New Museum of Waitangi joint winner – Service IQ 2016 New Zealand Museum Award

Waitangi Treaty Grounds CEO Greg McManus is thrilled the new museum has won the Best Museum Project award: “It is recognition of all the hard work by so many people to bring the museum to
reality and we are delighted to be the joint winner.”

The museum exterior features stunning masonry by artist Carin Wilson. The stonework depicts a native forest landscape – putting the trees that were present before construction of the new museum back onto the site. If you look closely you can see figures behind some of the trees. These represent the ancestors that once walked these lands. Seven bronze pou at the entranceway to the museum (also designed by Carin Wilson) symbolise seven core values – atanoho, kāinga, taonga, rangatiratanga, whakapono, rongo, and whenua.

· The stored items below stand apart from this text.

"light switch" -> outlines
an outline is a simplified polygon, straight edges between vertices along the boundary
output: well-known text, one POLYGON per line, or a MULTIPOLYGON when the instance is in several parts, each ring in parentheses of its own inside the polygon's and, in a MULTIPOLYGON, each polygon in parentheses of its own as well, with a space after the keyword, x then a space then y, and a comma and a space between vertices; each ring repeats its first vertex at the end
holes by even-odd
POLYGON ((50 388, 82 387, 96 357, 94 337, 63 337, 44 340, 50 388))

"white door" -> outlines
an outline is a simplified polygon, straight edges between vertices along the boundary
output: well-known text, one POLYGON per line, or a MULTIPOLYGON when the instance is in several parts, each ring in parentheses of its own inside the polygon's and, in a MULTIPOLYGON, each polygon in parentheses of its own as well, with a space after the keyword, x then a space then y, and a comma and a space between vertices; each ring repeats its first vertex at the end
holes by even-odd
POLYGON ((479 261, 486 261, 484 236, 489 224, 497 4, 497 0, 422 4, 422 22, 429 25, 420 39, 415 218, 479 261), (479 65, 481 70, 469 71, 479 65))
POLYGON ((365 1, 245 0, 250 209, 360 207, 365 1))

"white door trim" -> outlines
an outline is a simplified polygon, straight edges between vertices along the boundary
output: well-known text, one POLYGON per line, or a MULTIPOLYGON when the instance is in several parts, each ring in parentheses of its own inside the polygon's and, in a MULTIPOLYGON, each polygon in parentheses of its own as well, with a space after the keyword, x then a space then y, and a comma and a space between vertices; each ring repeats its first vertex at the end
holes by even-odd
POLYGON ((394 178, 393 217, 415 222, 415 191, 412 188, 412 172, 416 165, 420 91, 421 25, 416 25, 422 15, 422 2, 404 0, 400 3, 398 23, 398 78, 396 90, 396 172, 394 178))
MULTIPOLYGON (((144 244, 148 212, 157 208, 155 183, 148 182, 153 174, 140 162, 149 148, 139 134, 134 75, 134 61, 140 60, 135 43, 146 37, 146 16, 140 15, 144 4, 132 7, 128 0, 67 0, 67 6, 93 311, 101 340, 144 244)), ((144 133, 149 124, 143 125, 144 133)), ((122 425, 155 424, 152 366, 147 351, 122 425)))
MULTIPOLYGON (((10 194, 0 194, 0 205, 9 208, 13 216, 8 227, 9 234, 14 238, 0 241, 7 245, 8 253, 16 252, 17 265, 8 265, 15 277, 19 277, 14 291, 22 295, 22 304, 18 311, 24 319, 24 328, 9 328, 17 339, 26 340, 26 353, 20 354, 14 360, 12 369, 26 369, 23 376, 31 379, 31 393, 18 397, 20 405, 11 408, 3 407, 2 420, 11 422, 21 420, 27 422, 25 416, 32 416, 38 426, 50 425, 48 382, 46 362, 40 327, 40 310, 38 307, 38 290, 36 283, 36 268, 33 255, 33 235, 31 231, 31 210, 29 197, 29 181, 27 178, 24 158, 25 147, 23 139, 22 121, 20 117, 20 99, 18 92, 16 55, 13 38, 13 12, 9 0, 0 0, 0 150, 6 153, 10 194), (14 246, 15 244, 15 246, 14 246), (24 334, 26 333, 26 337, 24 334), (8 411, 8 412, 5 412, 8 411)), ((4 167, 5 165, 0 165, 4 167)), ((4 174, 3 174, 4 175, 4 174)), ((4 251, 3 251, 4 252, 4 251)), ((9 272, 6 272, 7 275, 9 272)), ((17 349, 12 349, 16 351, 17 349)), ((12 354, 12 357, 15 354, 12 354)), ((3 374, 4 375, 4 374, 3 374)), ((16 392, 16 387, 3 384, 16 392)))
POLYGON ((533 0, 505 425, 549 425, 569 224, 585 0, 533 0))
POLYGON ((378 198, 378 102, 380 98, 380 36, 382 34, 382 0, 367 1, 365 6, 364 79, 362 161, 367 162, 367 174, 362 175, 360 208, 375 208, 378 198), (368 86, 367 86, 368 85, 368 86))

The museum ground floor is occupied by a permanent exhibition Ko Waitangi Tēnei -This is Waitangi. The national importance of the Waitangi story is told here through highly significant
treasures, some representing the personal and political exchanges between Maori leaders and the British Crown. The Waitangi National Trust wanted the museum to have a traditional feel but still deliver the cutting edge technology that visitors expect. Technology was carefully selected to accommodate and encourage new research on Waitangi.

Located on level 2 of the Museum of Waitangi is a Learning Centre and modern exhibition space for temporary exhibition programmes. This space opens the museum up to a range of opportunities – from working with local artists, to housing nationally significant objects only available for short-term loan.

The new museum enhances the overall Waitangi experience – complementing the existing heritage buildings and attractions. Significant treasures (taonga) associated with Waitangi were scattered throughout New Zealand and around the world for more than 60 years. The climate-controlled and secure building enables many of these treasures to return to the North and be
properly cared for in a modern, purpose-built environment and be easily accessed by the communities from which they originated.